5.2 Tips for fuzzy regression based load forecasting

This paper offers the following four tips for fuzzy regression based forecasting:

  1. (1)

    Select variables. Practitioners can follow similar variable selection approach as MLR analysis to select the variables for fuzzy regression models. As the underlying linear models are being improved, the fuzzy regression models can usually be improved.

  2. (2)

    Determine threshold \(h\). As long as the threshold \(h\) is \(<1\) and greater than or equal to zero, the estimated center based on the same set of data should stay the same.

  3. (3)

    Interpret the resulting spread. When h is equal to 0, it is assumed that the range of system output based on the historical observations is the largest possible range in the history. When h is \(>0\), it is assumed that the range of system output based on the historical observations is the largest possible range in the history multiplied by 1–\(h\).

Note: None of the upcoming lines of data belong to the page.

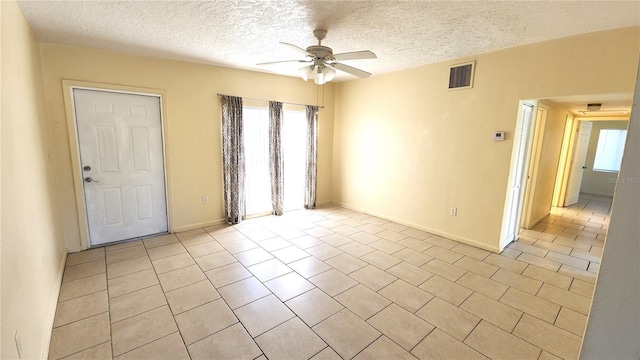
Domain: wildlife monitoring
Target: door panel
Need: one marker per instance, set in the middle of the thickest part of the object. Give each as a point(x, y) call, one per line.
point(577, 167)
point(120, 140)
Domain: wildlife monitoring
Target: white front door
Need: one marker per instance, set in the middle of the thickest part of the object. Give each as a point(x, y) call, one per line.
point(577, 164)
point(122, 164)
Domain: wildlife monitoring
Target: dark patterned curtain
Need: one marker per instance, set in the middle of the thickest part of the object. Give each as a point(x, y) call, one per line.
point(312, 157)
point(233, 159)
point(276, 165)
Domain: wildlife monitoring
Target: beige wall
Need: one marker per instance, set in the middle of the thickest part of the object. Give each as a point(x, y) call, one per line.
point(33, 250)
point(406, 148)
point(192, 123)
point(548, 163)
point(598, 182)
point(613, 328)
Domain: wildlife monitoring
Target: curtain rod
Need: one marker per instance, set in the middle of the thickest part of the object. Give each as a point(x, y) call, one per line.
point(284, 102)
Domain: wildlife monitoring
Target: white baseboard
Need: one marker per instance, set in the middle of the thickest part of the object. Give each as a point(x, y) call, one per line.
point(438, 232)
point(198, 225)
point(52, 309)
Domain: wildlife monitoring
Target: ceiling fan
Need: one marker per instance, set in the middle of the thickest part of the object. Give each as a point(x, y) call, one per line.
point(323, 63)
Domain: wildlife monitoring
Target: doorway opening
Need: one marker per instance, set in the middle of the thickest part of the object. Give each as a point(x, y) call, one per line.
point(119, 164)
point(559, 158)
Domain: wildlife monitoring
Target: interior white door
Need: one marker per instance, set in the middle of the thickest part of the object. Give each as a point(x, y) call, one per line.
point(577, 163)
point(519, 164)
point(121, 155)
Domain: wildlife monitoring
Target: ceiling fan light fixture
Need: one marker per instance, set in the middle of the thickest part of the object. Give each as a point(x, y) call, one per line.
point(306, 72)
point(323, 74)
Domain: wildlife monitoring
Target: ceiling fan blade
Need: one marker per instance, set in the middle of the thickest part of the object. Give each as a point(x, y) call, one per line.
point(297, 48)
point(283, 61)
point(351, 70)
point(355, 55)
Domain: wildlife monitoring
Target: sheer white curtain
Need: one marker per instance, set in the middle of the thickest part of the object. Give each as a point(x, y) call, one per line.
point(294, 135)
point(256, 144)
point(258, 163)
point(312, 157)
point(233, 160)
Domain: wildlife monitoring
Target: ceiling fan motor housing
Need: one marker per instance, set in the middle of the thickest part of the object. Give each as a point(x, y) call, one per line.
point(321, 52)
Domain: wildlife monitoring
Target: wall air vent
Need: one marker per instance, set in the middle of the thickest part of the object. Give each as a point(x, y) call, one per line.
point(461, 76)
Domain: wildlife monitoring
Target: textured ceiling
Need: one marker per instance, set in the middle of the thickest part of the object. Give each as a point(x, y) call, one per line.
point(239, 34)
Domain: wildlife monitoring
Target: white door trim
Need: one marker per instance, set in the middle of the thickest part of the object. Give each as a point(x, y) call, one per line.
point(74, 146)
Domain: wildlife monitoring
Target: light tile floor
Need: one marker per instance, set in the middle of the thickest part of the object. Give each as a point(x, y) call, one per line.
point(333, 283)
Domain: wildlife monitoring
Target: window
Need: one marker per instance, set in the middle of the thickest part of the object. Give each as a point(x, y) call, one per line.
point(256, 148)
point(256, 155)
point(609, 151)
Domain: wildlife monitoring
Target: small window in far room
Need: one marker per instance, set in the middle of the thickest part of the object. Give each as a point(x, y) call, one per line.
point(609, 151)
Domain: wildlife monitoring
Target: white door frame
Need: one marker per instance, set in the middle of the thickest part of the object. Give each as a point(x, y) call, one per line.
point(74, 146)
point(537, 143)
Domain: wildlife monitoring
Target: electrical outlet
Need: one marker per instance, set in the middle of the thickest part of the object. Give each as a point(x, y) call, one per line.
point(18, 344)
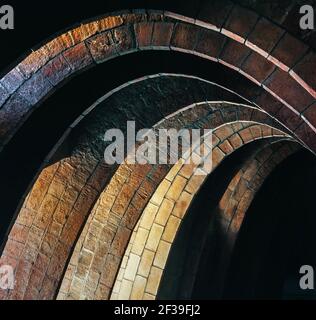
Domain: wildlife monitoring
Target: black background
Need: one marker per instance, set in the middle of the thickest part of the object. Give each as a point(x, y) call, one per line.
point(35, 21)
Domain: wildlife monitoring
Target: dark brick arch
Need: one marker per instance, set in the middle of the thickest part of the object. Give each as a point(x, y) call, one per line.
point(55, 210)
point(237, 38)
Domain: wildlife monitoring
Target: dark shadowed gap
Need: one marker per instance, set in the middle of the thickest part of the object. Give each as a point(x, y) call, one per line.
point(277, 236)
point(199, 226)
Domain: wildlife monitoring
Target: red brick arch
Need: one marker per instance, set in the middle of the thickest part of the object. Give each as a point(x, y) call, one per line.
point(55, 210)
point(145, 257)
point(237, 38)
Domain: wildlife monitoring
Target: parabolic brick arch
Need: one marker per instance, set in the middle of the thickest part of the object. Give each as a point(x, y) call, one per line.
point(78, 228)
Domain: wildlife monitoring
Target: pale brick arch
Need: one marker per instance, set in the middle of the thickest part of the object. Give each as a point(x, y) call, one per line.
point(58, 203)
point(100, 248)
point(147, 252)
point(236, 38)
point(228, 216)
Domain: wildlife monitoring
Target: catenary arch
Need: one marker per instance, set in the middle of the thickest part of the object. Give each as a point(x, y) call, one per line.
point(72, 185)
point(100, 248)
point(211, 234)
point(39, 245)
point(236, 38)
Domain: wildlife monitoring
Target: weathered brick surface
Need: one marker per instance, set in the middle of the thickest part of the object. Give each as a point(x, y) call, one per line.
point(143, 34)
point(286, 88)
point(207, 16)
point(185, 37)
point(257, 67)
point(162, 33)
point(114, 35)
point(288, 52)
point(234, 53)
point(78, 57)
point(149, 246)
point(240, 23)
point(264, 37)
point(302, 72)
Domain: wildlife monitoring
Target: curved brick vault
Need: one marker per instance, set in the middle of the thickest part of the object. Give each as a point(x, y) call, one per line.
point(55, 209)
point(86, 230)
point(236, 37)
point(147, 252)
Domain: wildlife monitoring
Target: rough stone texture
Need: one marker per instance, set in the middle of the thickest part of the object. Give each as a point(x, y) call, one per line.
point(115, 35)
point(163, 223)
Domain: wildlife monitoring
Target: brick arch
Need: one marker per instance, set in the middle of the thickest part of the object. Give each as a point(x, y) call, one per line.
point(147, 252)
point(236, 38)
point(56, 207)
point(59, 201)
point(228, 216)
point(54, 211)
point(100, 248)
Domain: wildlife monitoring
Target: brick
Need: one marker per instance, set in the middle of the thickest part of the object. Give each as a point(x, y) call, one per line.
point(12, 80)
point(310, 114)
point(217, 156)
point(4, 95)
point(110, 23)
point(256, 131)
point(264, 37)
point(288, 118)
point(11, 113)
point(138, 288)
point(164, 212)
point(143, 34)
point(33, 62)
point(285, 87)
point(223, 132)
point(210, 43)
point(268, 103)
point(182, 204)
point(195, 183)
point(162, 34)
point(146, 263)
point(240, 23)
point(36, 88)
point(306, 134)
point(120, 241)
point(226, 147)
point(257, 67)
point(288, 52)
point(126, 289)
point(234, 53)
point(56, 70)
point(162, 254)
point(171, 229)
point(185, 37)
point(302, 73)
point(235, 141)
point(123, 38)
point(132, 267)
point(176, 188)
point(160, 192)
point(101, 47)
point(154, 237)
point(78, 57)
point(153, 280)
point(140, 241)
point(19, 233)
point(213, 14)
point(246, 135)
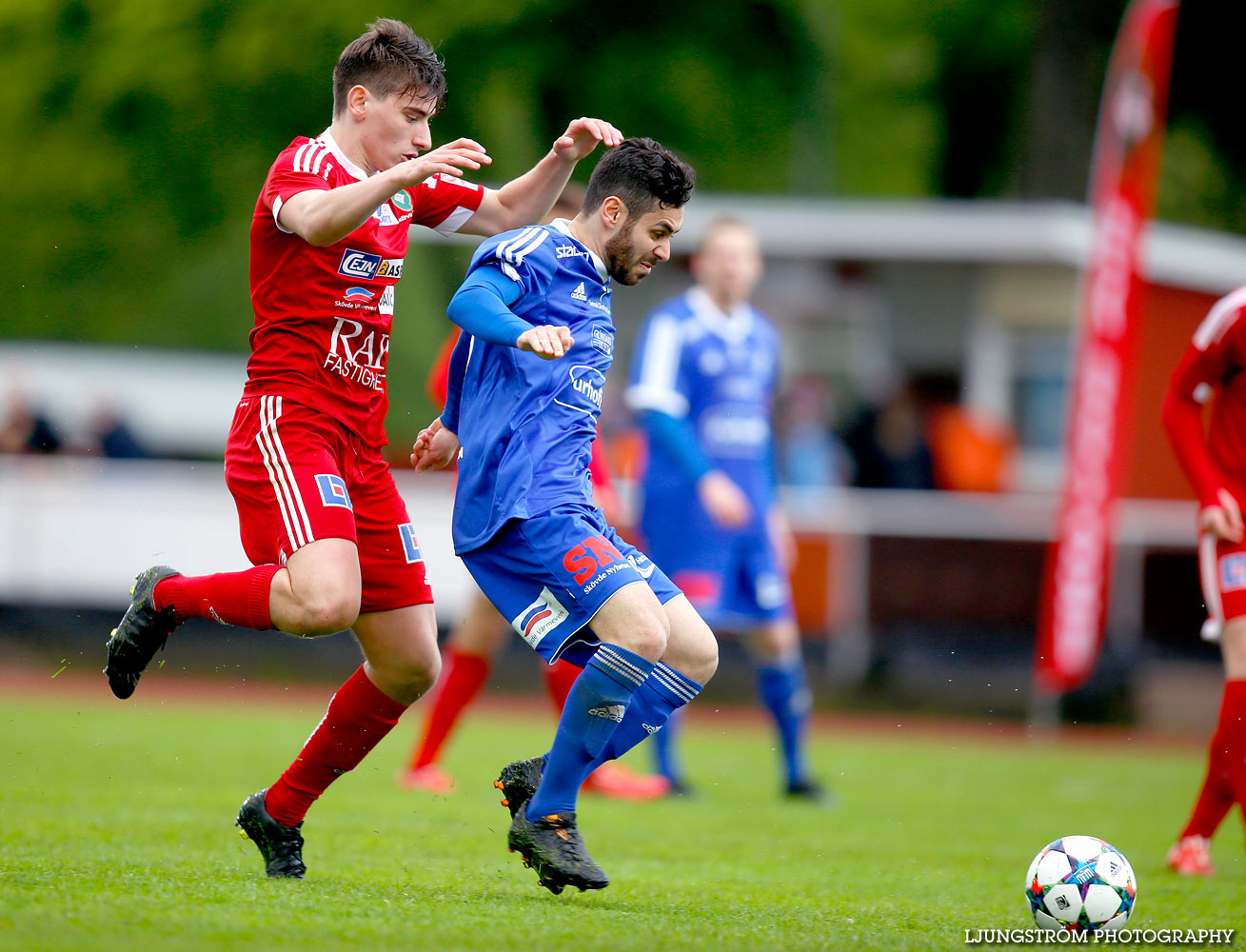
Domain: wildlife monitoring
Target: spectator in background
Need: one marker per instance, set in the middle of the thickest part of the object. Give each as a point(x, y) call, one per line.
point(809, 452)
point(27, 430)
point(970, 451)
point(888, 444)
point(702, 379)
point(115, 438)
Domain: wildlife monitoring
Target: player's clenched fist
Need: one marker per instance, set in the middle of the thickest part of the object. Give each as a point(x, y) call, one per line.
point(545, 342)
point(435, 447)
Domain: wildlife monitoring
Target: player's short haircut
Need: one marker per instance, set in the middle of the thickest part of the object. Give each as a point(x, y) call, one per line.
point(389, 59)
point(642, 174)
point(724, 223)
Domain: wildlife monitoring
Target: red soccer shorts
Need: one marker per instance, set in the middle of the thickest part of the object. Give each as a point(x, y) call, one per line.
point(297, 475)
point(1222, 573)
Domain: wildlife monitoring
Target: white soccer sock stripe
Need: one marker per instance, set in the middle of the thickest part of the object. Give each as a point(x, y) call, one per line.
point(672, 681)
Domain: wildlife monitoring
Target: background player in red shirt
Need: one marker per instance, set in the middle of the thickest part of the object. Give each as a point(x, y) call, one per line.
point(1215, 461)
point(321, 519)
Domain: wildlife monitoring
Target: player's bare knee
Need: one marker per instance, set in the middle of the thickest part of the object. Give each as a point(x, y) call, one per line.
point(327, 613)
point(412, 674)
point(693, 649)
point(1233, 646)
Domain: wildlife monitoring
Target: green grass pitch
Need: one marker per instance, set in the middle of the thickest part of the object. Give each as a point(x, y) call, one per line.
point(116, 834)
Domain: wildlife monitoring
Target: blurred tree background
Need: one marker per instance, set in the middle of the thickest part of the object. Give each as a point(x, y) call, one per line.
point(140, 131)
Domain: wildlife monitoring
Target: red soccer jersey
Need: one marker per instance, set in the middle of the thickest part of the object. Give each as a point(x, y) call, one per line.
point(1214, 363)
point(323, 315)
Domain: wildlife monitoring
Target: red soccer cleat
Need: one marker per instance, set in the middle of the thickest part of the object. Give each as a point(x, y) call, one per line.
point(1192, 856)
point(430, 778)
point(622, 783)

It is not guaranteed that all of the future loads will be covered by the forecasted upper and lower bounds. The higher \(h\) is, the wider the spread will be, and the higher possibility that the actual loads in the future will be within the bounds. For instance, Figs. 6 and 7 show the forecasting results of M4 in the winter and summer peak days. Actual loads of the annual peak day are all within the forecasted upper and lower bounds in Figs. 6, while HE 20 of the winter peak day is outside the upper bound in Fig. 7.

  4. (4)

    Fuzzify the crisp inputs. Unless there are physical implications that the metered loads or recorded temperatures are not enough to represent the actual situation, we do not recommend fuzzifying the crisp inputs at the first stage. Arbitrarily fuzzifying the inputs as shown in Al-Kandari et al. (2004) is subjective and lack of defensibility. Instead, it should be encouraged to try to improve the underlying linear model. This does not imply that we should not fuzzify the inputs at all. If the utility has been practicing load control without proper records of load control activities, fuzzifying the inputs can be considered.

Fig. 6
figure 6

Forecasting results of M3 during annual peak day of 2007 (\(h = 0.1\))

Fig. 7
figure 7

Forecasting results of M3 during winter peak day of 2007 (\(h = 0.1\))

6 Conclusion

Although the theoretical framework of fuzzy regression has been studied for decades, the technique has not been understood by the utility industry to properly apply it to STLF. This paper points out the lack of effort in improving the underlying linear models for fuzzy regression. We propose a fuzzy interaction regression approach to STLF. Through comparisons to two fuzzy regression models and one MLR model, the proposed approach shows significant improvement over its counterparts. This paper also offers three critical comments to a notable but questionable paper on its parameter estimation, forecasting results and conclusion. Finally, four tips on practicing fuzzy regression for forecasting are discussed. Future work on this topic includes: (1) modeling special effects using fuzzy regression models, such as weekend and holiday effects; (2) a comprehensive comparison between fuzzy regression models with MLR models for STLF.